FAUT-IL MANGER DES ANIMAUX ?
C’est le titre du très médiatisé essai de l’Américain Jonathan Safran Foer, paru en janvier 2011 aux éd. de l’Olivier, avec une traduction de Gilles Berton et Raymond Clarinard. C’est aussi le troisième livre d’un écrivain dont les deux premiers romans ont remporté un franc succès.
L’un des points forts de Faut-il manger des animaux ? est, justement, son style très agréable, ses enchaînements judicieux, son humour qui apporte un peu de légèreté et de recul : l’auteur prend plaisir – et nous communique ce plaisir – à nous emmener en voyage, et c’est tant mieux, d’autant plus qu’il s’agit bien entendu d’un voyage en enfer. Qui plus est, un enfer qu’on sait bien réel.
Enfin, en écrivain décidément doué, Jonathan Safran Foer manie les métaphores et les comparaisons avec justesse : elles permettent à chaque fois de mieux appréhender l’ampleur des problèmes liés à la viande.
Un autre point fort est le nombre de témoignages divergents accumulé, et les enquêtes que Jonathan – pour davantage de simplicité, appelons-le par son prénom – a menées lui-même, non sans risque parfois. Cela confère une grande honnêteté d’esprit à ce livre, une légitimité dans les réflexions, dans les analyses qu’apporte notre à la fois essayiste et protagoniste.

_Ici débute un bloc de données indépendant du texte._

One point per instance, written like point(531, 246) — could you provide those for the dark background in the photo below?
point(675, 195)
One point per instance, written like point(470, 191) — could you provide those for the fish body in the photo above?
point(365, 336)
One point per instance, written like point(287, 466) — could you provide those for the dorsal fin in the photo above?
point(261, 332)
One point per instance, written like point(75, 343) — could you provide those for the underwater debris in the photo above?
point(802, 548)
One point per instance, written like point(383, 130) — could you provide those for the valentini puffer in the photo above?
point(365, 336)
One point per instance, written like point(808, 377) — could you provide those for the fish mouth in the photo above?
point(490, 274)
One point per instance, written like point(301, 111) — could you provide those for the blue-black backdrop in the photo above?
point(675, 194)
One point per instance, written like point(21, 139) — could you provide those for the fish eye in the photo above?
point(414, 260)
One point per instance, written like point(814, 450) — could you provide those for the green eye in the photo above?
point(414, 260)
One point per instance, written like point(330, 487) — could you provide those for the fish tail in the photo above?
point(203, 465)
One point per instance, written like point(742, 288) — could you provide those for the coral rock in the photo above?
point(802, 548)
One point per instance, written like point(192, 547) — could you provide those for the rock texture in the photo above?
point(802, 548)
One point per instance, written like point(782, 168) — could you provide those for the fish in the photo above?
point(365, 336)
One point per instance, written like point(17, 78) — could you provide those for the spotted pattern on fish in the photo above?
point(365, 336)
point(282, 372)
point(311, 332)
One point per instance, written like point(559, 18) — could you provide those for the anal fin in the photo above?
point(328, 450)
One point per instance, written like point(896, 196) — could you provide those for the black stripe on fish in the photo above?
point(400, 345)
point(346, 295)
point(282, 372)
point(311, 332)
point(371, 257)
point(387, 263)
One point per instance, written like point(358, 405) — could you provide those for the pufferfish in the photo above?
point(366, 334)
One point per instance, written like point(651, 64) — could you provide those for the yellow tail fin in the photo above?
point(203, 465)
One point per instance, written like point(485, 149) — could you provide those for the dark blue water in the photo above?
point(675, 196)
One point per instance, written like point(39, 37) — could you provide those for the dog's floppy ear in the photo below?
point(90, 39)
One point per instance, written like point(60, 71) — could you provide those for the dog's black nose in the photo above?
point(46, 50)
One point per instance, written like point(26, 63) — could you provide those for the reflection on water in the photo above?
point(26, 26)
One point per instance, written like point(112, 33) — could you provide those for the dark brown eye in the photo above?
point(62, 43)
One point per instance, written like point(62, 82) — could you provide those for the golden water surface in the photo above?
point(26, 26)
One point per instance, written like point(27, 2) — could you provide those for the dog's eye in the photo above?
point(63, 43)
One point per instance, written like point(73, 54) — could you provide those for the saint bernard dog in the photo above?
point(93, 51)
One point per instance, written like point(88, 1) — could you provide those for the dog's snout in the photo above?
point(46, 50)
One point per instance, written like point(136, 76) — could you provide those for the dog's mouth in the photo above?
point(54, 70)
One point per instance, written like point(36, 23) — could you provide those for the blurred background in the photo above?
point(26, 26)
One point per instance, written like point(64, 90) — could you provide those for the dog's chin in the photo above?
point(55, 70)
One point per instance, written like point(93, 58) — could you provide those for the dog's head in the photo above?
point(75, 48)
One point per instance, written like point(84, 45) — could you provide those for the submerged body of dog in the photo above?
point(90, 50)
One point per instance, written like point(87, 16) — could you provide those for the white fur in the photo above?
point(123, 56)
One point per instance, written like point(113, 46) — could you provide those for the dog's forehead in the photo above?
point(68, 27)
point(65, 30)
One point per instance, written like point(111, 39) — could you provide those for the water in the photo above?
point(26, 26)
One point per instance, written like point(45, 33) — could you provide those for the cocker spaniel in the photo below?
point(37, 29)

Un troisième point fort, que je qualifierai même de très fort, concerne les développements des aspects suivants du « problème viande » :
- la cruauté inhérente à toute exploitation des animaux, avec des passages expliquant les comportements normaux des animaux lorsque ceux-ci vivent dans des conditions idéales, leurs désirs, leurs besoins, leurs émotions, leur intelligence et leur conscience ;
- les manipulations génétiques qui ont donné lieu à des bêtes très différentes de celles qui existent ou existaient dans la nature, des bêtes affreusement malades et souffrantes ;
- le danger sanitaire énorme qui pèse sur les humains, du fait des objectifs et conséquences de l’élevage concentrationnaire industriel ;
- les liens étroits entre droits de l’homme bafoués et droits des animaux ignorés, entre cruauté envers les hommes et sadisme envers les animaux (hallucinante fréquence des actes sadiques dans les abattoirs, en plus de la non moins grande fréquence des ratés – animaux ébouillantés, désossés, dépecés en pleine conscience – fréquences qu’avant la lecture de ce livre, j’ignorais !!!)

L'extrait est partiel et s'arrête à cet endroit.